University of Toronto, Canada
Yidan Zhao is a Research Assistant Professor at University of Toronto, Canada. Yidan Zhao had a long-term interest in the biology of pulmonary disease. Histeam has demonstrated the feasibility of a bone marrow-derived stem cell-based approach for therapeutic gene transfer in the pulmonary circulation. HIs experiments have demonstrated that a high percentage of these syngeneic cells injected into the pulmonary circulation are retained by the lung. We have shown that the introduced cells continue to express the transduced gene . Recently, they have initiated a series of preclinical studies to determine the biological efficacy of this approach in a monocrotaline and hypoxic-induced pulmonary hypertensive rat model. His results show that select transduced therapeutic genes result in subs tantial protection against pulmonary disease and the associated pathological remodelling of the pulmonary arterial vessels.

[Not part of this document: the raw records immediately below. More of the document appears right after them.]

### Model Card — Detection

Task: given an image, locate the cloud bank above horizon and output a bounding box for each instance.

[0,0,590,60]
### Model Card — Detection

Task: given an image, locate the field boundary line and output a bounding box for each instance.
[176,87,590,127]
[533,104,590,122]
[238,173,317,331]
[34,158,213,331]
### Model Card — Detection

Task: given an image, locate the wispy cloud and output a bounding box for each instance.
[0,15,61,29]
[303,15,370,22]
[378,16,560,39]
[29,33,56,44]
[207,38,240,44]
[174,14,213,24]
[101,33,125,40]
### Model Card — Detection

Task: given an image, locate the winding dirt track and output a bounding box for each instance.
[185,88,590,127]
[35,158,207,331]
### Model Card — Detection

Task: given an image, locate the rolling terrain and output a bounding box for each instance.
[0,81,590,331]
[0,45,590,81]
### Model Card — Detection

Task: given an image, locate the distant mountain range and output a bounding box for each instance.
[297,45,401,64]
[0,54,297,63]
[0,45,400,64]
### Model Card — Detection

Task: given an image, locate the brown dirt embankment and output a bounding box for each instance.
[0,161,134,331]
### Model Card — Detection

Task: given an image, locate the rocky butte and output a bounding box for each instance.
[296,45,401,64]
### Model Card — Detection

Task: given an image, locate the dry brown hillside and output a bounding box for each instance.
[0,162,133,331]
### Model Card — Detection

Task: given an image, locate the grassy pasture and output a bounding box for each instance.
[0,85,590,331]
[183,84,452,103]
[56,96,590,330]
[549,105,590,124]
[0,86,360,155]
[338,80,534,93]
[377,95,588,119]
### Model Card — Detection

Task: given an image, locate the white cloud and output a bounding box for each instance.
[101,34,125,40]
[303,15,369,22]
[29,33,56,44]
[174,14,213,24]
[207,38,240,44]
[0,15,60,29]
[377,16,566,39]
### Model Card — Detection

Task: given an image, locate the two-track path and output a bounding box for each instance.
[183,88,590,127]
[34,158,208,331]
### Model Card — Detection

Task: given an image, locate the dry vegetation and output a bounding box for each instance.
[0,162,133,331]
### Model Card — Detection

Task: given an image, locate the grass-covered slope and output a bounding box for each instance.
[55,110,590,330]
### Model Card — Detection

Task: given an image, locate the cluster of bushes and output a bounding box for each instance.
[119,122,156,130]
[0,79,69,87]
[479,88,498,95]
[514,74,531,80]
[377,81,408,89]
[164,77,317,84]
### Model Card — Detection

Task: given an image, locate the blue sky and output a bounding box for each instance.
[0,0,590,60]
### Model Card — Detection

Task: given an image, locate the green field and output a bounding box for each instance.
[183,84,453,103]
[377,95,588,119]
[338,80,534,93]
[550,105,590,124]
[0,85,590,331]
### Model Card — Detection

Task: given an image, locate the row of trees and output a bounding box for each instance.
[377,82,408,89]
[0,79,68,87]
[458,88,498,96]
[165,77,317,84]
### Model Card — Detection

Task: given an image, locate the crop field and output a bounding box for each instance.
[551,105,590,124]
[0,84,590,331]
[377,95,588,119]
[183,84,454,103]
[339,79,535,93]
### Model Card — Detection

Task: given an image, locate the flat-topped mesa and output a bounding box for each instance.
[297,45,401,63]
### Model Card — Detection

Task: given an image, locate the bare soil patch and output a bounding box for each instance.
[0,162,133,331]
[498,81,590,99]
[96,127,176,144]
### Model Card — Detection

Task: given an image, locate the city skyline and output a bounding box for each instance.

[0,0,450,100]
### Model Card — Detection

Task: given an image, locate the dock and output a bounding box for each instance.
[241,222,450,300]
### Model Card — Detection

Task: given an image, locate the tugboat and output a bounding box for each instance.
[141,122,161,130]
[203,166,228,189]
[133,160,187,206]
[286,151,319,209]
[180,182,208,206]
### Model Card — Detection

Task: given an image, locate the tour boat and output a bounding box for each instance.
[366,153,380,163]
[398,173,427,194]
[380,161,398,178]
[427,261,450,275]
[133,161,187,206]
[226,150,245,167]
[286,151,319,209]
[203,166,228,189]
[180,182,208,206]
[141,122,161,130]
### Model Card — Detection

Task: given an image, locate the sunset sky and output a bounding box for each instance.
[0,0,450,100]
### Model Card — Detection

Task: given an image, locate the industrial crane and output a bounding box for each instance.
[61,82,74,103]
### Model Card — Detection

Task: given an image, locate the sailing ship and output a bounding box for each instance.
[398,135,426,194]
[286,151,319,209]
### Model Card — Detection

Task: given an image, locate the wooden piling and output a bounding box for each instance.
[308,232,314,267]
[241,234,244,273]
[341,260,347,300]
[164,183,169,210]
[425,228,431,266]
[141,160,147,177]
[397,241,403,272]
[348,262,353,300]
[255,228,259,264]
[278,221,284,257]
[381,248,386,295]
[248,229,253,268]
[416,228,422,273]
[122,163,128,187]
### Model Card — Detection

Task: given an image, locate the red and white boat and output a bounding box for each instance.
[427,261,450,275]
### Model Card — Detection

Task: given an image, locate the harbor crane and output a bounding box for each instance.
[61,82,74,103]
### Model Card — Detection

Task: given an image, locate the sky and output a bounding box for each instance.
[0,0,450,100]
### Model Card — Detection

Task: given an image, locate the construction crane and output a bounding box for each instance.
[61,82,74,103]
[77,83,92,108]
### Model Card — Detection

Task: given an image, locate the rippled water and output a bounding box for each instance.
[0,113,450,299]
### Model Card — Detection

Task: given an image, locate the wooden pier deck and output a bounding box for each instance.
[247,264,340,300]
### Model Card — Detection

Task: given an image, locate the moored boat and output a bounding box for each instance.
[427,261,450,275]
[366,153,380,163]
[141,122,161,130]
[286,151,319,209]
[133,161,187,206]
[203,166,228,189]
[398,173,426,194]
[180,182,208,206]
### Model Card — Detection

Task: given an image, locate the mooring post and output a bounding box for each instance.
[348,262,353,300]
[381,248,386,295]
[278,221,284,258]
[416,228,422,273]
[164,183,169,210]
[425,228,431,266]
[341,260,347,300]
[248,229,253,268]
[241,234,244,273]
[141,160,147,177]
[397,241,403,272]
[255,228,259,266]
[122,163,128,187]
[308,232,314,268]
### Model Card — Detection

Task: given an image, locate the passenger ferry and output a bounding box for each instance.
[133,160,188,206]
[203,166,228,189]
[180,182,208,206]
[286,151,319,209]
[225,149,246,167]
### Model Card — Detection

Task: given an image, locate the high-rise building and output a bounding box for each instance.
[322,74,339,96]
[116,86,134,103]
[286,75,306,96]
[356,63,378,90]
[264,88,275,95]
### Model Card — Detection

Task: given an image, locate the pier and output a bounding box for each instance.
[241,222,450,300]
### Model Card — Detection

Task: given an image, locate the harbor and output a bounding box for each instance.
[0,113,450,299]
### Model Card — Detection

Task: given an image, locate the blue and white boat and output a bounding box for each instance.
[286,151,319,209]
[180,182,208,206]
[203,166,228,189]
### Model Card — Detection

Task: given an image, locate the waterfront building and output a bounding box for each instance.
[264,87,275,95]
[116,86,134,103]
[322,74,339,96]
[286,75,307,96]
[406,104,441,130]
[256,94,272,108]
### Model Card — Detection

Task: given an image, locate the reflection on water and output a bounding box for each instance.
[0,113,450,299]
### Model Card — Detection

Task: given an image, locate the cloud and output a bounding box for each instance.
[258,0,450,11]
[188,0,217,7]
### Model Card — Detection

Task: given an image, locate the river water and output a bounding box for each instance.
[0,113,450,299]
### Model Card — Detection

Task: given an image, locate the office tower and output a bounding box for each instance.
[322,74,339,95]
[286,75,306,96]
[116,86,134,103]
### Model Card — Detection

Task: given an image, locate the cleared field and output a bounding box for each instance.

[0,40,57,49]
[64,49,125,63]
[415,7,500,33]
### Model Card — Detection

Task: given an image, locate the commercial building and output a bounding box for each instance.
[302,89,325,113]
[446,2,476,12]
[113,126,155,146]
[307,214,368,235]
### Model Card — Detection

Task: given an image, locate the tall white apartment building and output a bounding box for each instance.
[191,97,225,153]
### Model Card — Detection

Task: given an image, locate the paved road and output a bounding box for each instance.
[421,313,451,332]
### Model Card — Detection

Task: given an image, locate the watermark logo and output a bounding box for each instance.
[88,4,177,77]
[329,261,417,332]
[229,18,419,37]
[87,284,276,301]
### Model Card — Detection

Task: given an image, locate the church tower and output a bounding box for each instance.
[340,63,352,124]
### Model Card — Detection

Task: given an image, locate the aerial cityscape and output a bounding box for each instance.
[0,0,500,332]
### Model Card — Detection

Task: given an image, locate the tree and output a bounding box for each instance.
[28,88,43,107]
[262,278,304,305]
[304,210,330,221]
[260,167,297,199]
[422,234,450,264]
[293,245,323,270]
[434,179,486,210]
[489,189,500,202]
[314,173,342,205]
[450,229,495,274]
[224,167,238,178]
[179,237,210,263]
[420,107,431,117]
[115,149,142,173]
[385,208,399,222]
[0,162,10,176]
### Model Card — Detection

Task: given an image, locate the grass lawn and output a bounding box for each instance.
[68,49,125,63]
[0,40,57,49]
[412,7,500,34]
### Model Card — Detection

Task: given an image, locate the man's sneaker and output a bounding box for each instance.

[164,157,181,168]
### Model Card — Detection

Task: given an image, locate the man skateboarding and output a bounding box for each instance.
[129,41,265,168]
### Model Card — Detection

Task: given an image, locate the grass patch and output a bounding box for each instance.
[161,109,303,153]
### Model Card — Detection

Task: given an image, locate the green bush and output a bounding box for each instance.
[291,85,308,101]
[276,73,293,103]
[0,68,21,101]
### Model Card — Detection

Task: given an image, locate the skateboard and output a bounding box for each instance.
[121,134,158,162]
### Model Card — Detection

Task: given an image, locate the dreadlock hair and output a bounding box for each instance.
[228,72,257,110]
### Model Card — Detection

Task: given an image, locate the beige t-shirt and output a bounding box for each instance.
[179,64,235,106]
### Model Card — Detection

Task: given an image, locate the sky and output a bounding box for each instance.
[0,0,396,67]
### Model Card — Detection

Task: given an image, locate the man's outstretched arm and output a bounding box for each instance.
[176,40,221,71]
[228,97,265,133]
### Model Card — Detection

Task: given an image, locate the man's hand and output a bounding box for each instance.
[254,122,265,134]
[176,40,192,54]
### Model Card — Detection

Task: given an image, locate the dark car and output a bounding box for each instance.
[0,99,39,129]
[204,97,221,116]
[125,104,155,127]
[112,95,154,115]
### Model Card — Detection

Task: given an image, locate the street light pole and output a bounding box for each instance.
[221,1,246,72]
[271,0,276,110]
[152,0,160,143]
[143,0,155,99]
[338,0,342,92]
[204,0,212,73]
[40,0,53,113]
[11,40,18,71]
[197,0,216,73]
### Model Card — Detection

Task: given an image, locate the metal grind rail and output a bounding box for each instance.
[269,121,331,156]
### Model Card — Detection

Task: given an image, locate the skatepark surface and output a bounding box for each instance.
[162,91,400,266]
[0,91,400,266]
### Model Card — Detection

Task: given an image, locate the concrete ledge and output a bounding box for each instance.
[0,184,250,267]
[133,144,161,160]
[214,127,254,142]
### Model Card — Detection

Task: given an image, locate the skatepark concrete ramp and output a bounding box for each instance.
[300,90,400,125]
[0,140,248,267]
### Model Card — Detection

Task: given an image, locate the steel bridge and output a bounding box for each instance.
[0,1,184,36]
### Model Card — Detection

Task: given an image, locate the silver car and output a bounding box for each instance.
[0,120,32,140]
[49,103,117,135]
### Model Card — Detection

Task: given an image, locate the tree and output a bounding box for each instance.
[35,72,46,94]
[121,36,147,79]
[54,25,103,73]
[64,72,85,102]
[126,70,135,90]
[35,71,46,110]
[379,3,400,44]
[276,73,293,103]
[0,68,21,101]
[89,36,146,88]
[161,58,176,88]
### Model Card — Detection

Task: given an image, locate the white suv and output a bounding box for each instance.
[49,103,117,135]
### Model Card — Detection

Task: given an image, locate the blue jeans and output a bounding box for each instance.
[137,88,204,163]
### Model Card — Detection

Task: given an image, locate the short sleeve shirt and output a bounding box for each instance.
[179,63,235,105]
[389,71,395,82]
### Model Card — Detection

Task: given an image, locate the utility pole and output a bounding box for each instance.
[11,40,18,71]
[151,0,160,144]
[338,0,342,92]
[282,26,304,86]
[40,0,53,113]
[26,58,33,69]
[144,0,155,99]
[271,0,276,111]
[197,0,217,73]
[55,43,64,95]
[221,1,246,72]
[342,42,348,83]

Multiple, complex molecular studies have been done for understanding the development and progression of pulmonary hypertension. Analyzing the molecular networks that distinguish this organ-confined disease may re-scope the investigation and the identification of critical biomarkers for pulmonary hypertension. Although multiple gene and protein expression have been extensively profiled in human PAH, little is known about the global metabolomic alterations that characterize the interaction between the lung and other organs and between the pulmonary vascular system and the airway cell system. Using a combination of high-throughput liquid-and-gas-chromatography-based mass spectrometry, we profiled 376 metabolites, of which 93 were significantly changed in eight metabolized systems across 8 clinical lung samples related to PAH compare with that of the normal control. Applying microarray and real-time RT-PCR techniques, we identified significantly up/down regulated genes that encoded key enzymes for these metabolic pathways. We further identified and localized the protein enzymes that changed significantly in the PAH lung. These unbiased metabolomic profiles were able to distinguish unrecognized metabolic pathways, which will explore the interaction between the lung and other organs and between pulmonary vascular cells. By profiling the metabolomic alterations of the PAH lung, we reveal newly discovered pathogenesis mechanism of PAH, which is not limited to pulmonary vascular system itself but also related to other organs. The interaction between pulmonary and other organs could serve as coordinate components that potentially regulate important metabolic intermediary of PAH.